Per alcuni, stasera, si respira un po’ di democrazia in più, per altri questa è una delle più evidenti congiure politiche mai viste nel nostro paese. Così, mentre la sinistra festeggia la vittoria (anche se non risulta esserci stata alcuna battaglia), il PdL deve affrontare i possibili scenari futuri che scaturiranno da questo verdetto. Perché ora non c’è solo da fare i conti con una parte dell’opposizione che chiede le dimissioni del premier e la stampa estera che segue da mesi, per filo e per segno, ogni mossa del presidente del Consiglio. Ritorna la via crucis dei processi che coinvolgono Berlusconi e la macchina di avvocati (Ghedini, Pecorella e Longo) e di giuristi, schierata dal presidente contro le “toghe rosse”, sta già per rimettersi in moto. Lo spauracchio della magistratura milanese ritorna improvvisamente, e il verdetto dei 15 giudici costituzionali appare sempre più come un Domino: la reazione è a catena e la strategia, pezzo per pezzo, sta cadendo giù.
A nulla è servito ribadire all’opinione pubblica, a più riprese, che il Lodo Alfano non era un condono (già troppi ne sono stati fatti), ma una semplice sospensione temporanea. Lo scudo, che ha ripreso il nome del ministro della Giustizia, non piaceva molto, anche se presentato come garanzia per l’esercizio efficiente delle funzioni pubbliche. Le quattro più alte cariche dello Stato (i presidenti della Repubblica, del Senato, della Camera e del Consiglio) sarebbero stati gli unici beneficiari della legge anche se, il solo che ne avrebbe tratto reale beneficio, sarebbe stato Berlusconi. Anche perché Fini, querelato da Woodcock per alcune frasi pronunciate contro l’ex pm di Potenza, aveva già rinunciato all’immunità del Lodo e ottenendo, insieme al plauso dell’opposizione, il ritiro della stessa querela.

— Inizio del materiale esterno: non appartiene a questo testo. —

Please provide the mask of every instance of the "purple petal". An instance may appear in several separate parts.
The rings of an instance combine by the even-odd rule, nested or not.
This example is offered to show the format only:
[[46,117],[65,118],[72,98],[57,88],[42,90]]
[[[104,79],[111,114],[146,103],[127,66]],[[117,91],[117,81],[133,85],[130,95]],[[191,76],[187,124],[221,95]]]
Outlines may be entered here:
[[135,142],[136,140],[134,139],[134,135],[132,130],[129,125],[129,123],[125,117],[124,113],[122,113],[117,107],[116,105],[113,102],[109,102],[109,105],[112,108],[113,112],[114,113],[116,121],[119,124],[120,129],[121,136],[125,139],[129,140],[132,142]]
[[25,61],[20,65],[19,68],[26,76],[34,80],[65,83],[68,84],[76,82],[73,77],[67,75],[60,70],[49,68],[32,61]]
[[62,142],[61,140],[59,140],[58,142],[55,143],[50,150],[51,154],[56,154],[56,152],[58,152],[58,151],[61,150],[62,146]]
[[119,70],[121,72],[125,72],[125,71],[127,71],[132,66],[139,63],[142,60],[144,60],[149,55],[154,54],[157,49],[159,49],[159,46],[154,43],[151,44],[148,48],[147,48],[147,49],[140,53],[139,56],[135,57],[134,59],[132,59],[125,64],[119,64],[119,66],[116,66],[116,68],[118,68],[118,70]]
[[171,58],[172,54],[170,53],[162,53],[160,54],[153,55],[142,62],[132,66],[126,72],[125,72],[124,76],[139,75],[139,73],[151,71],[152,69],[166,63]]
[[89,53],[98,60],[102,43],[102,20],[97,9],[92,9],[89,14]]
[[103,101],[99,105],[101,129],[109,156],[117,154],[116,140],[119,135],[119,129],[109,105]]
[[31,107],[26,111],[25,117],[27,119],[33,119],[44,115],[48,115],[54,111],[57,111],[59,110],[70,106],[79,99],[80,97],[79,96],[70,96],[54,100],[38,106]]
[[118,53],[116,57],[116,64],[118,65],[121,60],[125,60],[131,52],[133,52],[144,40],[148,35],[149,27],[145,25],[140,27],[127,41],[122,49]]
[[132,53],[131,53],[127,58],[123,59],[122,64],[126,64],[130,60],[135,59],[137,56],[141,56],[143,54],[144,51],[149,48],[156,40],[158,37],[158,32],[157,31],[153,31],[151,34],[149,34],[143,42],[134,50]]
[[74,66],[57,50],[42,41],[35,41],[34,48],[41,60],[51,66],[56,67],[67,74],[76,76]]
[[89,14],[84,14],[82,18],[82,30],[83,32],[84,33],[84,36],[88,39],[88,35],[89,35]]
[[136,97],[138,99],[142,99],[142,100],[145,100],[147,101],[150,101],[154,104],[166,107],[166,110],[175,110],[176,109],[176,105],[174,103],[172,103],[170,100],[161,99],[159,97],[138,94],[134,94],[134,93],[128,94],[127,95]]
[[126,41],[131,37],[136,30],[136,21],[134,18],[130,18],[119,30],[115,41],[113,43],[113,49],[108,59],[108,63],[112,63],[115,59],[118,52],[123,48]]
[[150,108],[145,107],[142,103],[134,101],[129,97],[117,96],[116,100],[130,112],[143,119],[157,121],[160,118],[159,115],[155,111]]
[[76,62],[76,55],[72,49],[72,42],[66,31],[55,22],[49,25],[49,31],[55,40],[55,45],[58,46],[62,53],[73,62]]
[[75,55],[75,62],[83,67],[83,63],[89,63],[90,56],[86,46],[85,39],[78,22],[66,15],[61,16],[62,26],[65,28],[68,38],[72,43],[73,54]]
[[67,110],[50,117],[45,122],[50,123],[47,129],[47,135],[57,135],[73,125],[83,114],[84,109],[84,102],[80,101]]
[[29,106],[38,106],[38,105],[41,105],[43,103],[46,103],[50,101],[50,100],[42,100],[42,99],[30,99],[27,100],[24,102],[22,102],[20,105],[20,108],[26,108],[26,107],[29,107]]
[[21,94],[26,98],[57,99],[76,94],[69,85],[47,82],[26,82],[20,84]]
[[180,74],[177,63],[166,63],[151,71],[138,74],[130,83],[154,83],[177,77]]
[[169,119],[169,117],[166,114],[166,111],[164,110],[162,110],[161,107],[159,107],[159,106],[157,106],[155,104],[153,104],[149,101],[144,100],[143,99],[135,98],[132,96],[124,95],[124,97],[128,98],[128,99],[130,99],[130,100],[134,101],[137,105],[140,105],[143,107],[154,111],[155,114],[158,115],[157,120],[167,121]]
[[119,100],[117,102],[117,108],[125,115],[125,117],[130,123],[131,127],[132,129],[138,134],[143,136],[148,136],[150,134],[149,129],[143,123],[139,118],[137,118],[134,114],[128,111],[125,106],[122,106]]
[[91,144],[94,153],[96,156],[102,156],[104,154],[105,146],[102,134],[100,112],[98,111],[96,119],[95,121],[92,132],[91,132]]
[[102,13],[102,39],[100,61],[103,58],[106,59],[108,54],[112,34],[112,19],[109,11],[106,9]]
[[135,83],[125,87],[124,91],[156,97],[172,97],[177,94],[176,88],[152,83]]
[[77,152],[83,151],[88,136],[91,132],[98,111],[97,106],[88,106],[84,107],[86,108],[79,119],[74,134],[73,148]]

E così, solo dopo qualche giorno dalla sentenza che ha giudicato Silvio Berlusconi «corresponsabile della vicenda corruttiva» con cui la Mondadori fu assegnata a Fininvest e la maxi multa di 750 milioni di euro che la holding della famiglia del premier dovrà pagare alla Cir di Carlo De Benedetti, si ritornerà a parlare di diritti tv e corruzione di testimoni. Perché si aspetta ancora di capire se, negli anni ’90, durante la compravendita di diritti televisivi e cinematografici di una società Usa, Berlusconi si macchiò o no di due reati, frode fiscale e falso in bilancio (altri furono prescritti). Legato a questo anche il caso dell’avvocato britannico David Mills al quale, secondo l’accusa, Berlusconi avrebbe dato 600.000 dollari come ricompensa per non aver rivelato delle informazioni su società off- shore usate da Mediaset per creare fondi neri.
Le acque si fanno dunque movimentate, e qualcuno stanotte non dormirà bene come sperava. Ma almeno sappiano che oggi, davanti alla Costituzione e alla legge italiana, anche il Presidente del Consiglio è stato “giudicato” un uomo come tutti noi, come il sig. Rossi, Bianchi o Esposito, a cui il privilegio di smarcare la giustizia non può essere ceduto. Perché solo l’uguaglianza è legittima, in tutte le sue forme.